HB1352 simply added the ability to carry a firearm without a permit in a holster on your belt. While this bill died in committee I was able to work with Rep. Andy Gipson and have similar language included in HB786, the Church Protection Act, if this bill passes the senate and is signed by the governor it will expand last years purse carry provision to include a firearm carried in a belt or shoulder holster.
I had been hopeful that, HB1541 would survive, but no flag bill of any kind made it through the committee process. Even though no legislation on the state flag survived, I’ve not seen any support among house members to dictate to the people of this state what flag they should fly. The people of Mississippi choose the current flag in 2001 and very few legislators believe they have the right to overturn a decision made by the people. My bill would have required state funded universities fly the state flag, but that goal can still be accomplished by efforts of citizens.
I also submitted two bills designed to protect parental rights. I believe there is nothing more sacred than the right of a parent to direct the upbringing of their child. God chooses a child’s parents and we must protect that relationship. My bills would have placed into law that fundamental right. Whether it’s medical decisions, educational decisions, or decisions about religion I will continue to fight to keep the government out of that relationship.
I will continue to study and re-write my legislation that failed this year and fight for them next.
The Democrat Black Caucus is mad because they are not in power, but they still want to be treated like they are in control.
This week they acted on their anger and began using tactics to delay the debate process. The house rules say, that any member can have a bill read aloud on the house floor. This rule has been in place since the 1800s because at that time there were no copy machines and often only one or two copies of a bill and some members could not read. The Black Caucus asked to have a 431 page bill read aloud, it took a reading machine over 7 hours to read the bill, then they asked for another bill to be read. It became apparent that they intended to have every bill read aloud, delaying debate beyond the deadline of March 3rd.

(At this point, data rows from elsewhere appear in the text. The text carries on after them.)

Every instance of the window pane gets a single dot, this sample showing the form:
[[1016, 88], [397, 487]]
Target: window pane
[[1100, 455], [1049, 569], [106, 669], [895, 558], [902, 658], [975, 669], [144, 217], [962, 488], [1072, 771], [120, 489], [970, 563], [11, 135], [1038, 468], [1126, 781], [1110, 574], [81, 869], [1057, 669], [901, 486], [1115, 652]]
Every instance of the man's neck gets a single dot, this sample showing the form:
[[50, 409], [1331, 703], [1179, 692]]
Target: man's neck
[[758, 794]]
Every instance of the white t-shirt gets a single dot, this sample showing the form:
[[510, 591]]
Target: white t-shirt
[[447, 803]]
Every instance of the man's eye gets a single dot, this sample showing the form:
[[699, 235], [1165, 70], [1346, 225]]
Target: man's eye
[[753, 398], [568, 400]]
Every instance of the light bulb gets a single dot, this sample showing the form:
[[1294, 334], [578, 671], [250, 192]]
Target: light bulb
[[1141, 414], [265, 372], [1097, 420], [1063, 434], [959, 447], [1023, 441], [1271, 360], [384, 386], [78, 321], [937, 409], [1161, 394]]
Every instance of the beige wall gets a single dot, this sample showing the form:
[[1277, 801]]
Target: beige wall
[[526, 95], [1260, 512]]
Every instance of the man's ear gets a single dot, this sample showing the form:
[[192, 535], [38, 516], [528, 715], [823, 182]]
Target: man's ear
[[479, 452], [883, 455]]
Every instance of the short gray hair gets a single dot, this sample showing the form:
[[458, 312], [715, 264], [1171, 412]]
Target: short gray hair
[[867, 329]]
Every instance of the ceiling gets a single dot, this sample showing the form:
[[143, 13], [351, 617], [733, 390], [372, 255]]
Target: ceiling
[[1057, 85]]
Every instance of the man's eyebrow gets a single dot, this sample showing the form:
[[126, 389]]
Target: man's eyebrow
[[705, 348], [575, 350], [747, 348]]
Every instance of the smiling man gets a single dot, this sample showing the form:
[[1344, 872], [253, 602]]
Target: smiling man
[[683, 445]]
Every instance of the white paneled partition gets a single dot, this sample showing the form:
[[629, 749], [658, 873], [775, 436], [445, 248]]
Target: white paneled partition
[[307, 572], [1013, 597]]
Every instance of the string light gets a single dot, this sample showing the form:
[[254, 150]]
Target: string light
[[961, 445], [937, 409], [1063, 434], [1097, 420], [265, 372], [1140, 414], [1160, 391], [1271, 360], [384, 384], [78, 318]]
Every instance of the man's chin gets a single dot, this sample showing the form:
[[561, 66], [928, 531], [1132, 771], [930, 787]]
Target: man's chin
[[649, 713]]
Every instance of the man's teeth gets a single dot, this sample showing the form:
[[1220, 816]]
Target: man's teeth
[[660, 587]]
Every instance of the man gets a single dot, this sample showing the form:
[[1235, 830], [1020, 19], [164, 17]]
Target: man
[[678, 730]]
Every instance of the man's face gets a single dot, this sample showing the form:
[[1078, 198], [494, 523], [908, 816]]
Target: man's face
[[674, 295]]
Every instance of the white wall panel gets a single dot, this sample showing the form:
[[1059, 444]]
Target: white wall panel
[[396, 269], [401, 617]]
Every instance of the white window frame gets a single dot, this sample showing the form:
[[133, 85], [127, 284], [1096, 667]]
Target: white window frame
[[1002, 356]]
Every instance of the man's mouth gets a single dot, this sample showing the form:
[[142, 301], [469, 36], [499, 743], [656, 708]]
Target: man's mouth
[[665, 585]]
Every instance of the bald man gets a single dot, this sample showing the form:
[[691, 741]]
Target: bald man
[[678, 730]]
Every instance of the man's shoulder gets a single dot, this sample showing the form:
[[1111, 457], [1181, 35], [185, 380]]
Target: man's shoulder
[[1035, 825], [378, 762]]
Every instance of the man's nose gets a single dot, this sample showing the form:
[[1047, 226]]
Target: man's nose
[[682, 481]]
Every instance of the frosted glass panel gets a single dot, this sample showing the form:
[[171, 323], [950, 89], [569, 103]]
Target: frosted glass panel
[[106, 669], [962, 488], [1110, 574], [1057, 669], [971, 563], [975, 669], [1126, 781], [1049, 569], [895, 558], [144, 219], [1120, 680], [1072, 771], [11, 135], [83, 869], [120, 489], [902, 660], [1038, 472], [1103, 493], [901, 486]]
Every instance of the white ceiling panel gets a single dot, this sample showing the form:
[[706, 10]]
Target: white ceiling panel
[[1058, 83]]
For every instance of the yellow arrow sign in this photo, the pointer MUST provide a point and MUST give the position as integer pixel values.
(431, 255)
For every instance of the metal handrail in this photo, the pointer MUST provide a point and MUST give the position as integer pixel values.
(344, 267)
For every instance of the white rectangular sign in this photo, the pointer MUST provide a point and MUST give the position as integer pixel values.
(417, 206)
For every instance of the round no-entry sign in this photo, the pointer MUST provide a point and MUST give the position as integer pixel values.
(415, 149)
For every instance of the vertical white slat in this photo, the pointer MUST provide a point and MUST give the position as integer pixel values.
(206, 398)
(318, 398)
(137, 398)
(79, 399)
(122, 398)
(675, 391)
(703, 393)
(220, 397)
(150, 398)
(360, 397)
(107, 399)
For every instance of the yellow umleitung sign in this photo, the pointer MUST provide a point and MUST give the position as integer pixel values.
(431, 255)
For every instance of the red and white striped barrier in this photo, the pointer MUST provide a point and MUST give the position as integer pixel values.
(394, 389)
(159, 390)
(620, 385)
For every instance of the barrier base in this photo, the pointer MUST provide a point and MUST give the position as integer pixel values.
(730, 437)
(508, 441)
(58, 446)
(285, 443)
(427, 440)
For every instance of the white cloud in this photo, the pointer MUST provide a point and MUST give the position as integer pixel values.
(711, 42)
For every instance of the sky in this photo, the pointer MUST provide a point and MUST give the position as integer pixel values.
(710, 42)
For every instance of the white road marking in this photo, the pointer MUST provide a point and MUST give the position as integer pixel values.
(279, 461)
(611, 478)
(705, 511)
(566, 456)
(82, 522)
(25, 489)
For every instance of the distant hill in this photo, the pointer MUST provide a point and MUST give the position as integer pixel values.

The next thing they tried was taking a point of personal privilege to speak. When a member asks to speak on a point of personal privilege he can hold up the House for as long as he wants to speak. The black democrat caucus indicated they would do that on every bill. So the House voted to remove that privilege from the house rules.
No debate has been prevented by the house leadership and no member lost their ability to speak for or against a bill.
Late Friday afternoon, Speaker Gunn announce that he had negotiated an agreement with the Democrat Black Caucus and they were going to abandon their delay tactics and rejoin the House in the legislative process.
I am proud to support the moms who are fighting to protect their children against harmful vaccines. Vaccines have helped our nation and prevented the outbreak of many diseases but they can also cause harm.
Some children, because of genetics or medical conditions are put in danger because the Mississippi the department of health often overrides the advice of the child’s doctor. Under current law the department of health can, and often does, require a child to be vaccinated against the recommendation of a doctor.
I support HB938 because it returns power to our doctors without coercion and erroneous oversight of government bureaucrats at the state health department.
To learn more and join this fight for parental rights go to; www.MPVR.org
Thursday morning the Desoto County delegation was honored to have breakfast and spend time with students from both DeSoto and Marshall counties.
These students were selected as ambassadors for the Electric Power Associations and are learning about both state and federal government through visits to Jackson this week and Washington DC later. It was an honor to spend time with them this week.